A algunos les parece indigno rebajarse a pedir nada. El hombre es responsable de sí mismo y de su historia. Pero, aun siendo esto verdad, también lo es que los hombres vivimos del amor de Dios.
Y reconocerlo significa arraigarnos en nuestra propia verdad. Para otros, Dios es algo demasiado irreal. Un ser lejano que no se preocupa del mundo.
Por un lado estamos nosotros, sumergidos en “el laberinto de las cosas terrenas”, y, por otro, Dios en su mundo eterno.
Y, sin embargo, orar a Dios es descubrir que está de nuestro lado contra el mal que nos amenaza. Suplicar es invocar a Dios como gracia, liberación y fuerza para vivir.
Pero es entonces, precisamente, cuando Dios nos parece demasiado débil e impotente, pues no actúa ni interviene. Y es cierto que Dios no lo puede todo.
Ha creado el mundo y lo respeta tal como es, sin entrar en conflicto con él. Nos ha hecho libres y no anula nuestras decisiones.
Pero los acontecimientos del mundo y nuestra propia vida no son algo cerrado. Y la súplica es ya fecunda en sí misma porque nos abre a ese Dios que está trabajando nuestra salvación definitiva por encima de todo mal.

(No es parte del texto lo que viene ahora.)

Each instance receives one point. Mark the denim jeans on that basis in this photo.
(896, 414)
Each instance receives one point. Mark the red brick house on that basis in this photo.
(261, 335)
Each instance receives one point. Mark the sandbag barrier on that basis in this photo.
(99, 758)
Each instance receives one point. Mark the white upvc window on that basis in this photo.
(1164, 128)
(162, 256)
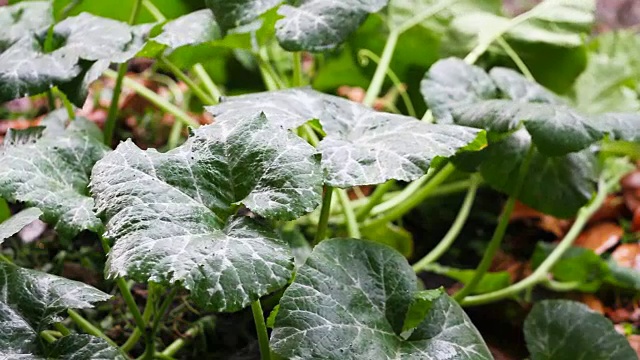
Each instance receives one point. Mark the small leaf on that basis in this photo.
(171, 213)
(23, 18)
(364, 147)
(554, 185)
(27, 69)
(52, 174)
(83, 347)
(320, 25)
(350, 300)
(555, 128)
(561, 329)
(234, 13)
(420, 306)
(31, 300)
(17, 222)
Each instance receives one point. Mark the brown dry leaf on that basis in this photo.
(592, 302)
(548, 223)
(634, 341)
(600, 237)
(612, 209)
(627, 255)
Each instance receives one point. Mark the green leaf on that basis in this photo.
(554, 22)
(561, 329)
(576, 265)
(320, 25)
(490, 282)
(31, 300)
(171, 213)
(23, 18)
(362, 146)
(83, 41)
(52, 174)
(474, 101)
(555, 185)
(350, 301)
(17, 222)
(287, 108)
(83, 347)
(365, 147)
(420, 306)
(231, 14)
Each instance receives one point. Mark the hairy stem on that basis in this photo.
(156, 99)
(455, 229)
(261, 328)
(325, 211)
(350, 217)
(197, 91)
(211, 87)
(541, 272)
(433, 181)
(498, 234)
(88, 327)
(110, 123)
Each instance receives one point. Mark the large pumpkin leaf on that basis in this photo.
(17, 222)
(234, 13)
(23, 18)
(368, 147)
(83, 41)
(349, 301)
(561, 329)
(31, 300)
(52, 173)
(556, 185)
(474, 101)
(361, 146)
(320, 25)
(171, 213)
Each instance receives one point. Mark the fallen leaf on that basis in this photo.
(592, 302)
(627, 255)
(600, 237)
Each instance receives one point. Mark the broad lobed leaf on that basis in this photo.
(171, 213)
(31, 300)
(84, 46)
(52, 173)
(562, 329)
(349, 301)
(361, 146)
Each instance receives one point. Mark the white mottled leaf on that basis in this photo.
(171, 214)
(349, 301)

Si nosotros oramos a Dios no es para que nos ame más y se preocupe con más atención de nosotros. Dios no puede amarnos más de lo que nos ama.
Somos nosotros los que, al orar, descubrimos la vida desde el horizonte de su amor y nos abrimos a su voluntad salvadora.
No es Dios el que tiene que cambiar, sino nosotros. La humilde mujer cananea arrodillada con fe a los pies de Jesús puede ser una llamada y una invitación a recuperar el sentido de la súplica confiada al Señor.